Mail::Field::Received(3) mostly RFC822-compliant parser of Received headers

SYNOPSIS


use Mail::Field;
my $received = Mail::Field->new('Received', $header);
my $results = $received->parse_tree();
my $parsed_ok = $received->parsed_ok();
my $diagnostics = $received->diagnostics();

DESCRIPTION

Don't use this class directly! Instead ask Mail::Field for new instances based on the field name!

Mail::Field::Received provides subroutines for parsing Received headers from e-mails. It mostly complies with RFC822, but deviates to accommodate a number of broken MTAs which are in common use. It also attempts to extract useful information which MTAs often embed within the "(comments)".

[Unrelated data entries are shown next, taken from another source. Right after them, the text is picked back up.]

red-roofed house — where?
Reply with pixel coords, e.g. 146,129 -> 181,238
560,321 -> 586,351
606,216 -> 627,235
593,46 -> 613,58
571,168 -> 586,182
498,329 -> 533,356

It is a subclass derived from the Mail::Field and Mail::Field::Generic classes.

ROUTINES

  • debug

    Returns current debugging level obtained via the "diagnostics" method. If a parameter is given, the debugging level is changed. The default level is 3.

  • diagnose

      $received->diagnose("foo", "\n");
    

    Appends stuff to the parser's diagnostics buffer.

  • diagnostics

      my $diagnostics = $received->diagnostics();
    

    Returns the contents of the parser's diagnostics buffer.

  • parse

    The actual parser. Returns the object (Mail::Field barfs otherwise).

  • parsed_ok

      if ($received->parsed_ok()) {
        ...
      }
    

    Returns true if the parse succeed, or if it failed, but was permitted to fail for some reason, such as encountering evidence of a known broken (non-RFC822-compliant) format mid-parse.

  • parse_tree

      my $parse_tree = $received->parse_tree();
    

    Returns the actual parse tree, which is where you get all the useful information. It is returned as a hashref whose keys are strings like `from', `by', `with', `id', `via' etc., corresponding to the components of Received headers as defined by RFC822:

      received    =  "Received"    ":"            ; one per relay
                        ["from" domain]           ; sending host
                        ["by"   domain]           ; receiving host
                        ["via"  atom]             ; physical path
                       *("with" atom)             ; link/mail protocol
                        ["id"   msg-id]           ; receiver msg id
                        ["for"  addr-spec]        ; initial form
                         ";"    date-time         ; time received
    

    The corresponding values are more hashrefs which are mini-parse-trees for these individual components. A typical parse tree looks something like:

      {
       'by' => {
                'domain' => 'host5.hostingcheck.com',
                'whole' => 'by host5.hostingcheck.com',
                'comments' => [
                               '(8.9.3/8.9.3)'
                              ],
               },
       'date_time' => {
                       'year' => 2000,
                       'week_day' => 'Tue',
                       'minute' => 57,
                       'day_of_year' => '1 Feb',
                       'month_day' => ' 1',
                       'zone' => '-0500',
                       'second' => 18,
                       'hms' => '21:57:18',
                       'date_time' => 'Tue, 1 Feb 2000 21:57:18 -0500',
                       'hour' => 21,
                       'month' => 'Feb',
                       'rest' => '2000 21:57:18 -0500',
                       'whole' => 'Tue, 1 Feb 2000 21:57:18 -0500'
                      },
       'with' => {
                  'with' => 'ESMTP',
                  'whole' => 'with ESMTP'
                 },
       'from' => {
                  'domain' => 'mediacons.tecc.co.uk',
                  'HELO' => 'tr909.mediaconsult.com',
                  'from' => 'tr909.mediaconsult.com',
                  'address' => '193.128.6.132',
                  'comments' => [
                                 '(mediacons.tecc.co.uk [193.128.6.132])',
                                ],
                  'whole' => 'from tr909.mediaconsult.com (mediacons.tecc.co.uk [193.128.6.132])
    '  
                 },
       'id' => {
                'id' => 'VAA24164',
                'whole' => 'id VAA24164'
               },
       'comments' => [
                      '(mediacons.tecc.co.uk [193.128.6.132])',
                      '(8.9.3/8.9.3)'
                     ],
       'for' => {
                 'for' => '<[email protected]>',
                 'whole' => 'for <[email protected]>'
                },
       'whole' => 'from tr909.mediaconsult.com (mediacons.tecc.co.uk [193.128.6.132]) by host5.hostingcheck.com (8.9.3/8.9.3) with ESMTP id VAA24164 for <[email protected]>; Tue, 1 Feb 2000 21:57:18 -0500'
      }
    

BUGS

Doesn't use Parse::RecDescent, which it maybe should.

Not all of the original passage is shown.